グーグルマップで公衆トイレを探そう。デリーとマディヤ・プラデーシュ州では、スマートフォンとパソコンで探すことができる。

​​この取り組みを冷やかす者も現れた。

​やあ、グーグルさん、​インド中の家を公衆トイレとしてグーグルマップ上に表示しないようにね。

​一方、ニュースサイトのクオーツ・インディア(Quartz India)でアナニャ・バッタチャルヤ [20]は、現実に即して将来の可能性を受け止めるよう人々に促している。

It would be naive to think Google’s efforts will change attitudes and rectify India’s sanitation troubles altogether, especially since nearly 900 million Indians don’t have access to the internet, which is necessary to view the map. But for those who want and are able to reach a nearby toilet, the maps could prove to be a real asset.

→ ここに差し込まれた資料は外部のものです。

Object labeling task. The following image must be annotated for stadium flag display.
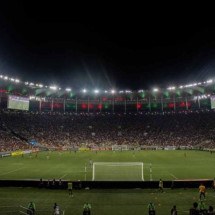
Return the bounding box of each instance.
[211,96,215,109]
[7,95,29,110]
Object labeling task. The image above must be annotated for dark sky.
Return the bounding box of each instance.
[0,1,215,90]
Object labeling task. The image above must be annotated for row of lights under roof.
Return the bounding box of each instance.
[0,75,214,94]
[0,75,20,83]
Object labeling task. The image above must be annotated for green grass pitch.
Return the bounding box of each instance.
[0,188,215,215]
[0,150,215,215]
[0,150,215,180]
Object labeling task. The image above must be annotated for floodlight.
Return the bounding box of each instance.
[167,87,175,90]
[49,86,57,90]
[82,89,87,93]
[94,89,99,94]
[66,88,71,92]
[206,79,213,84]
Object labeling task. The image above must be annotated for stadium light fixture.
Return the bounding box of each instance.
[167,87,175,90]
[66,88,72,92]
[49,86,57,90]
[94,89,99,94]
[206,79,213,84]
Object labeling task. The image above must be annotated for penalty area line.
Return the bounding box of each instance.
[169,173,178,179]
[0,167,25,175]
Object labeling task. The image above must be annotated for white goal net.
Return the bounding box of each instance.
[92,162,144,181]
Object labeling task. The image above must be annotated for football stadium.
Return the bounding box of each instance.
[0,75,215,215]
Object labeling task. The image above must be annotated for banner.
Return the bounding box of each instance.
[11,151,23,156]
[211,96,215,109]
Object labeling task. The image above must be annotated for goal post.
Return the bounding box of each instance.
[112,145,128,151]
[92,162,144,181]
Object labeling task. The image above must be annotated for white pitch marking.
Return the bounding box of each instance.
[0,167,25,175]
[169,173,178,179]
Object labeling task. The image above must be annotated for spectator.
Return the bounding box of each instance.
[27,202,36,215]
[171,205,178,215]
[189,202,200,215]
[147,202,155,215]
[83,202,91,215]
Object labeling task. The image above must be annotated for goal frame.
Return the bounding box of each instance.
[92,162,144,181]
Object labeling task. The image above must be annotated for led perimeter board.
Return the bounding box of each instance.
[7,96,29,110]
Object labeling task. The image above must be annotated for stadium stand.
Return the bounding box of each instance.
[0,111,215,151]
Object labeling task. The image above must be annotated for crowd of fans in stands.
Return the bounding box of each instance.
[0,111,215,151]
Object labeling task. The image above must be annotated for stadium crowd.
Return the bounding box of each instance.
[0,111,215,151]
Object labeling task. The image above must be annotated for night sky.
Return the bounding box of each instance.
[0,1,215,90]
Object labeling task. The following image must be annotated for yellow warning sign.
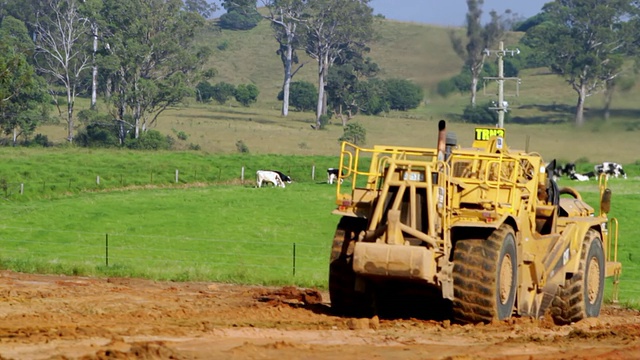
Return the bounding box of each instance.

グーグルの取り組みが、インド人の行動様式に変化をもたらし、国民の公衆衛生意識を全面的に是正することになるだろうとする考えは甘い。何と言っても、インド国民のうち約9億人は、グーグルマップの閲覧に必要なインタネットへの接続手段を持っていないのだから。とはいえ、必要なときに近くのトイレへ行くことができる人にとっては、​この地図が実用的であることが証明されるかもしれない。

​世界の何処かで屋外排せつが問題になっているときに、グーグルマップがその特性を地球規模で発揮できるかどうかを見極めるのは興味深いことである。